Stephen Ukandu, News/Features Editor
Director General of World Trade Organisation, WTO, Dr Ngozi Okonjo-Iweala, has welcomed the resumption of grain trade, as the first ship carrying grain left the Ukrainian Port of Odessa in a deal to ease global food crisis.
The WTO boss in a tweet, said that the development would help bring down the prices of grain in many nations.
Ukraine, a major exporter of grain, has since the outbreak of war following its invasion by Russian halted exportation of grains as a result of heavy bombardments by Russia, thus, resulting to global scarcity of grain.
“I welcome the departure of the first grain shipment from Ukraine & the resumption of the grain trade. Planned departure of more grain should hopefully bring intl. grain prices down, aid humanitarian purchases & have a positive impact on poor people going hungry in poor countries,” Okonjo-Iweala tweeted.

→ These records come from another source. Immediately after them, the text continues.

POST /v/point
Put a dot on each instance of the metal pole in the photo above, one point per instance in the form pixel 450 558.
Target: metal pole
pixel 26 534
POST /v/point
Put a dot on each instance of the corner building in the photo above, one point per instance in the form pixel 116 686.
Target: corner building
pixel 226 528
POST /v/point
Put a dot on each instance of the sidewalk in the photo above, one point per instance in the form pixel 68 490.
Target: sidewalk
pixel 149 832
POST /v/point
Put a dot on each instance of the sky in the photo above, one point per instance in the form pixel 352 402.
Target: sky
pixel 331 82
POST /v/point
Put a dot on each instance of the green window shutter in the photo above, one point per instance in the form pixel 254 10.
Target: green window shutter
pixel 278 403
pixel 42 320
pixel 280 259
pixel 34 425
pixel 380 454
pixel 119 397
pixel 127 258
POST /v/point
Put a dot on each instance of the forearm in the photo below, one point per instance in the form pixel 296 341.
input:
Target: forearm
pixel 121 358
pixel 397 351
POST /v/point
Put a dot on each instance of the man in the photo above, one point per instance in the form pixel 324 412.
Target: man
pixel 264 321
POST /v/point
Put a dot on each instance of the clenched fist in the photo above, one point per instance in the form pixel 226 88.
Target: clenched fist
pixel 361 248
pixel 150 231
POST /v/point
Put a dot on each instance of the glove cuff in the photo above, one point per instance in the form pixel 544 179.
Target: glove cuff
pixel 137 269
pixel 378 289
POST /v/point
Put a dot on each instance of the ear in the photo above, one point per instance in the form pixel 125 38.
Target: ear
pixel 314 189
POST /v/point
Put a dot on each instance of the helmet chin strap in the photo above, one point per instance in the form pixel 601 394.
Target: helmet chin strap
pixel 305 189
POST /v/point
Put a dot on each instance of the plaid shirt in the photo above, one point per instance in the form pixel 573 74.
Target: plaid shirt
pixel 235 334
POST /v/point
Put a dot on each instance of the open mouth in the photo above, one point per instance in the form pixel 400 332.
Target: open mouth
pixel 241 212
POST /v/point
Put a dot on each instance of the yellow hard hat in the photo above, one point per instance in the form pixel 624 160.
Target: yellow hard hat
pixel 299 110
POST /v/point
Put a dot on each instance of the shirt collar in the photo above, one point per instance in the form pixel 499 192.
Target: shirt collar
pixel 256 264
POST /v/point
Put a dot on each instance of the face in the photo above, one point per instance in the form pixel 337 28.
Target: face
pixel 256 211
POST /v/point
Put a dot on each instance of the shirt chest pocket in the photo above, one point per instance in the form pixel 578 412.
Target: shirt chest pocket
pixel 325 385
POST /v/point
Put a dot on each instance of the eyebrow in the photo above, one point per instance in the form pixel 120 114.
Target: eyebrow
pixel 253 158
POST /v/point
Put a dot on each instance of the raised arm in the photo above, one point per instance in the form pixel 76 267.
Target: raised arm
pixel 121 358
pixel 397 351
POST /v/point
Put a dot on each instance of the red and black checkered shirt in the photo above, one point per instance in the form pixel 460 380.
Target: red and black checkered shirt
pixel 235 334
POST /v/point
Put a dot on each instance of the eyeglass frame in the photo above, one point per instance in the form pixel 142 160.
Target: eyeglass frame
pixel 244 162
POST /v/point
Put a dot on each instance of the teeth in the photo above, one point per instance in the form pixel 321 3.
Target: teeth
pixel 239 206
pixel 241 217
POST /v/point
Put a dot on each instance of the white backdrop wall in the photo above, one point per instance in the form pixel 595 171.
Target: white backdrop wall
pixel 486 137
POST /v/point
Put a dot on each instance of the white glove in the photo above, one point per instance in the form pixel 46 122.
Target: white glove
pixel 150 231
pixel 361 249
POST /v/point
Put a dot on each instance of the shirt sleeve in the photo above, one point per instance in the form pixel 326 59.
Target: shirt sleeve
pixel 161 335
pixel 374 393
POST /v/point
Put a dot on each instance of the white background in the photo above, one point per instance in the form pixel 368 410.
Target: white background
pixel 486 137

Meanwhile, the ship, according to The Washington Post, departed Odessa early Monday under a United Nations-brokered deal to ease a global food crisis sparked by the Russian invasion of Ukraine.
The cargo vessel loaded with corn left Odessa amid fears that the deal, signed in Istanbul in late July, would fall apart following a Russian missile strike on the port a day after the signing.
“The wail of a Ukrainian tug boat’s horn marked the departure of the Razoni, a Sierra Leonian-flagged bulk carrier that began the journey at 9:30 a.m. local time. The ship was destined for Lebanon, according to Turkey’s Defense Ministry,” The Washington Post reported.
It quoted Ukraine’s Minister of Infrastructure, Oleksandr Kubrakov, as saying in a message on Twitter that the vessel was the first to depart the port of Odessa since Russia’s invasion of Ukraine in late February.
A Russian naval blockade of Ukraine’s Black Sea ports halted grain exports, contributing to global food shortages.
“Thanks to the support of all our partner countries & @UN we were able to full implement the Agreement signed in Istanbul,” Kubrakov tweeted Monday morning.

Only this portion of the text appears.